Bill McKibben, an amazing naturalist himself and founder of says about the book, "A great adventure with a great and enduring point: we simply must protect these last, vast slices of the planet that still work the way they're supposed to."

As someone who actually believes in a higher power that set this whole creation in motion, there's no escaping the amazing diversity of life forms on the earth and the tenuous yet marvelous way it all relates and interacts. Even the smallest of organisms plays a role and can impact the largest ones, should it disappear or go on a tear. This is especially the case in the region of the Amazon Paul writes about, as man's smell and relentless quest for more has not yet upset the interrelationships. The delicate balance is still intact.

E.O. Wilson, a renowned naturalist, would like to set aside half of the earth's land mass for wildlife. He sees it as essential, a last ditch effort to prevent mass extinctions. Hundreds of species go extinct each year, primarily because of habitat loss and climate change. At present, about seventeen per cent of the world's land area is set aside for wildlife. Wilson wants fifty percent.

There are some who have taken Wilson's ideas to heart. M.C. Davis is a commodities trader who heard a talk on the disappearing black bear from the forests of Florida. He ended up giving the speakers enough money to continue their work for two years and started an educational program for himself that included understanding the longleaf pine forests of Florida, forests that once stretched all the way from Virginia to East Texas. That 90 million acre forest has been reduced to about 3 million acres. No forest, no black bear, or gopher tortoise, or ??? (Southeast longleaf forest is a biological gold mine with as many as 60 different species in a single square yard).

Davis then set out buying land for a nature reserve, 51,000 acres at this point. Davis has cleared thousands of acres of pulpwood pines (more profitable for harvesting than longleaf pines but not home to black bears) and planted millions of longleaf seedlings.

When asked about the construction zone quality of much of the acreage, Davis replied, "I tell people we're in year 13 of a 300 year program. I could easily make 1,000 acres look beautiful but the extinction clock's ticking, so I decided to take on the bigger challenge."

Irony of ironies, Davis made the money he is spending lavishly on environmental restoration, as a commodities trader in timber and oil and gas rights, leading industries for habitat destruction and climate change. Would that more such wealth would be invested in restoration.

Closer to home, we have milkweed growing in our backyard garden. It's essential for the life cycle of the monarch butterfly. This year some of those stalks were home to the monarch chrysalis. Monarchs are now fluttering around the neighborhood gathering enough flower power to help them make that long journey to Mexico.

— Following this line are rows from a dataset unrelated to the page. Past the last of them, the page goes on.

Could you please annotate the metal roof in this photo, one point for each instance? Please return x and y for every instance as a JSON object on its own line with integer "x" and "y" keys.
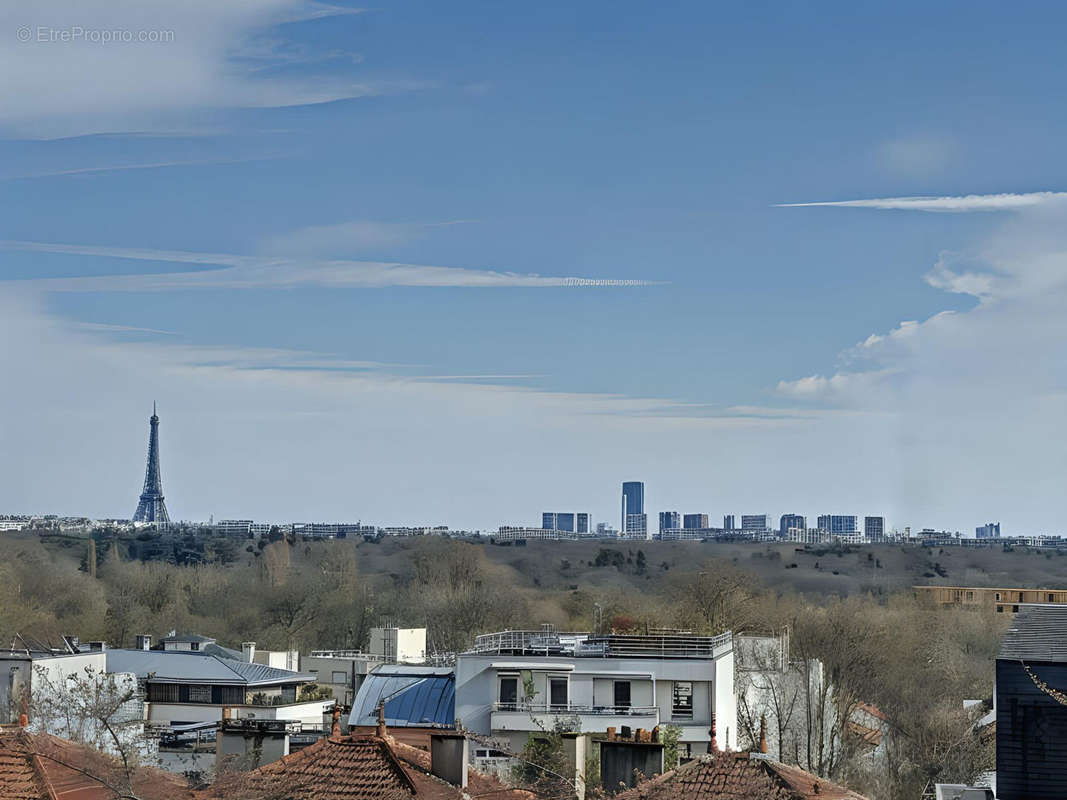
{"x": 414, "y": 697}
{"x": 1037, "y": 634}
{"x": 173, "y": 667}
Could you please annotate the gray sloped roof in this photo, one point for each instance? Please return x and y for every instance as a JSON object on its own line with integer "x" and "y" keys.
{"x": 187, "y": 638}
{"x": 420, "y": 697}
{"x": 1037, "y": 634}
{"x": 198, "y": 668}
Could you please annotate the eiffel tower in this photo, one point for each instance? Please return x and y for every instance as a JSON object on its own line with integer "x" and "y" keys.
{"x": 150, "y": 509}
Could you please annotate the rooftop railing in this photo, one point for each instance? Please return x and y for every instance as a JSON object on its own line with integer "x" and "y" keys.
{"x": 608, "y": 645}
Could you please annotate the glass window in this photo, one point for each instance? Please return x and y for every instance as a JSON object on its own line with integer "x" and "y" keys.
{"x": 622, "y": 694}
{"x": 557, "y": 692}
{"x": 509, "y": 690}
{"x": 682, "y": 699}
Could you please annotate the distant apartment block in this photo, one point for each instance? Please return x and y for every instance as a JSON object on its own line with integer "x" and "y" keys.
{"x": 636, "y": 527}
{"x": 669, "y": 521}
{"x": 606, "y": 531}
{"x": 755, "y": 522}
{"x": 1000, "y": 601}
{"x": 791, "y": 521}
{"x": 874, "y": 528}
{"x": 633, "y": 502}
{"x": 695, "y": 521}
{"x": 235, "y": 527}
{"x": 513, "y": 533}
{"x": 569, "y": 521}
{"x": 838, "y": 523}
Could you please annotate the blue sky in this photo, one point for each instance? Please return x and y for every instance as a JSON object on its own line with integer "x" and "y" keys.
{"x": 618, "y": 142}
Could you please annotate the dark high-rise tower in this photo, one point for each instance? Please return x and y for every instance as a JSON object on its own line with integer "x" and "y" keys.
{"x": 150, "y": 508}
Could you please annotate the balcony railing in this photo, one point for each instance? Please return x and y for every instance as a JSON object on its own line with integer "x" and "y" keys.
{"x": 548, "y": 642}
{"x": 575, "y": 708}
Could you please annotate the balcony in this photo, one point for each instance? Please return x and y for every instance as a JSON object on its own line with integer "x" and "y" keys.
{"x": 542, "y": 716}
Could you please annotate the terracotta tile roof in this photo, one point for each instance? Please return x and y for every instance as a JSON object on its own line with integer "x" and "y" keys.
{"x": 737, "y": 777}
{"x": 356, "y": 767}
{"x": 43, "y": 767}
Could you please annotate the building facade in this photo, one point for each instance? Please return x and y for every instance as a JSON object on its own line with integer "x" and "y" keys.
{"x": 669, "y": 521}
{"x": 874, "y": 528}
{"x": 838, "y": 523}
{"x": 574, "y": 522}
{"x": 516, "y": 683}
{"x": 791, "y": 521}
{"x": 695, "y": 521}
{"x": 999, "y": 601}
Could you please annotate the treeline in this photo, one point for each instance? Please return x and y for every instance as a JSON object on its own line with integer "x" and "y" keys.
{"x": 917, "y": 664}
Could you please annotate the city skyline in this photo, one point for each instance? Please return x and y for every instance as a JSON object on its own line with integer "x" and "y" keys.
{"x": 383, "y": 259}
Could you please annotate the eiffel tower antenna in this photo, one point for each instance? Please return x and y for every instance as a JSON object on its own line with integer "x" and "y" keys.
{"x": 150, "y": 508}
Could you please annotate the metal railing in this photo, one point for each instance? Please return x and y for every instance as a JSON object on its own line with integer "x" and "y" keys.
{"x": 575, "y": 708}
{"x": 589, "y": 645}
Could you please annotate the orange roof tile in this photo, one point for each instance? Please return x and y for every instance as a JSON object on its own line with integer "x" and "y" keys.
{"x": 737, "y": 777}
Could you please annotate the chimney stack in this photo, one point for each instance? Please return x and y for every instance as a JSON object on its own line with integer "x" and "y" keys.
{"x": 449, "y": 757}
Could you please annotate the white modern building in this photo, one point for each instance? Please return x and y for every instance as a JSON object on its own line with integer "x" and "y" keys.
{"x": 516, "y": 683}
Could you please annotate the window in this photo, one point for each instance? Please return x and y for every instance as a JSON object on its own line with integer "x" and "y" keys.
{"x": 509, "y": 691}
{"x": 682, "y": 700}
{"x": 622, "y": 694}
{"x": 557, "y": 692}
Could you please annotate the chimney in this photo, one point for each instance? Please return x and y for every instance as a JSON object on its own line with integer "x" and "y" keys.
{"x": 449, "y": 756}
{"x": 381, "y": 721}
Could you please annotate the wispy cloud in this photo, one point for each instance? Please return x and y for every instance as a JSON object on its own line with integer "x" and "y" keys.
{"x": 149, "y": 165}
{"x": 948, "y": 205}
{"x": 350, "y": 237}
{"x": 268, "y": 272}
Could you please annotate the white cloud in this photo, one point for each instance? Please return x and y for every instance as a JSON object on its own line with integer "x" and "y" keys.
{"x": 282, "y": 435}
{"x": 917, "y": 156}
{"x": 86, "y": 83}
{"x": 350, "y": 237}
{"x": 974, "y": 399}
{"x": 951, "y": 205}
{"x": 258, "y": 272}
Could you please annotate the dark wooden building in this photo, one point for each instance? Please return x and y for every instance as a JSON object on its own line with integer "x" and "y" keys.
{"x": 1032, "y": 706}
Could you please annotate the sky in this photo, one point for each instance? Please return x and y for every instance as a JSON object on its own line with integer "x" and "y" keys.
{"x": 461, "y": 264}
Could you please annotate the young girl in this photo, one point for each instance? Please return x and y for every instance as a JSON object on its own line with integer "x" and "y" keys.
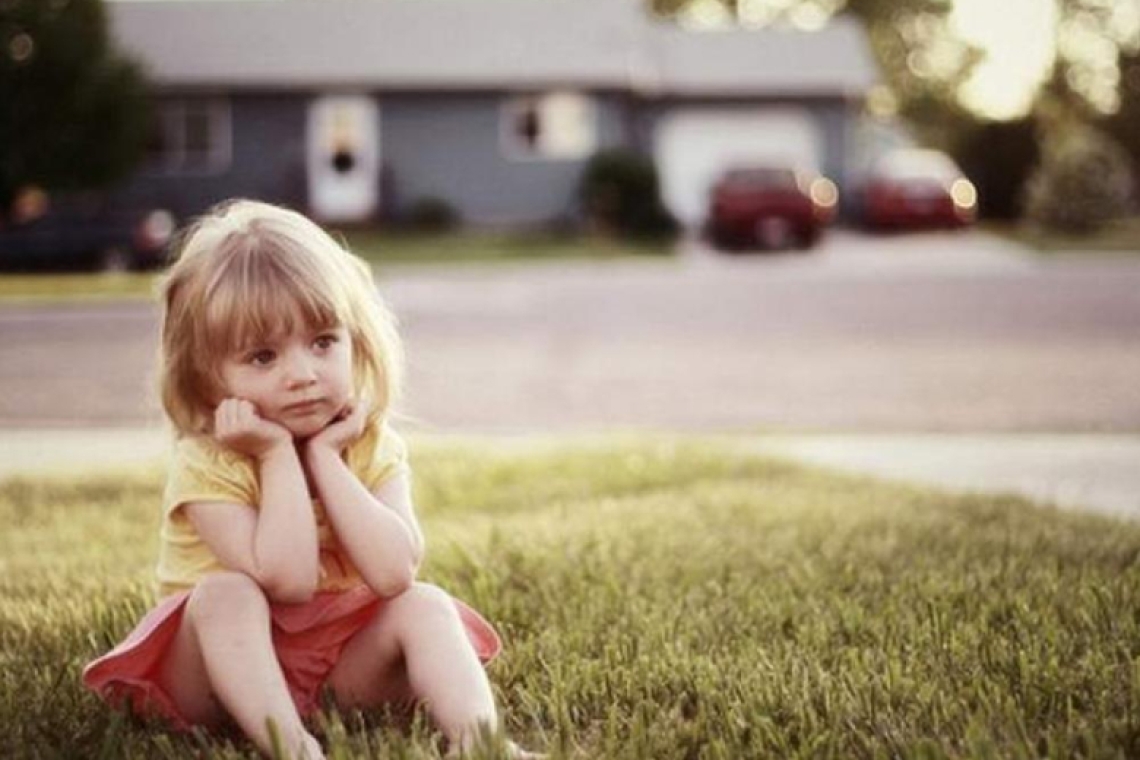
{"x": 290, "y": 544}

Our garden is a monarch way station. Development (I call much of it de-development) in this country consumes monarch and other wildlife habitat at 6,000 acres per day. Pesticides and genetically modified crops have reduced monarch habitat by another 80 million acres according to Monarch Watch. And the mowing and use of herbicides in roadside ditches has further eroded the growth of milkweed. No milkweed, no monarch butterflies!

The reality is, we're doing ourselves in. In our arrogance and greed and our pervasive mantra of "economic development and growth," we're destroying the very balance that makes life on earth possible.

Gandhi said. "What  we are doing to the forests of the world is but a mirror reflection of what we are doing to ourselves and to one another."

And John Muir. "Thousands of tired, nerve shaken, over-civilized people are beginning to find out going to the mountains is going home; that wilderness is a necessity …"

Loren Eiseley tells us that religious thought back to it's very origins, has always seen wilderness, away from other humans, as the place for visionaries and insight. For an age with few we might recognize as insightful, wilderness becomes essential.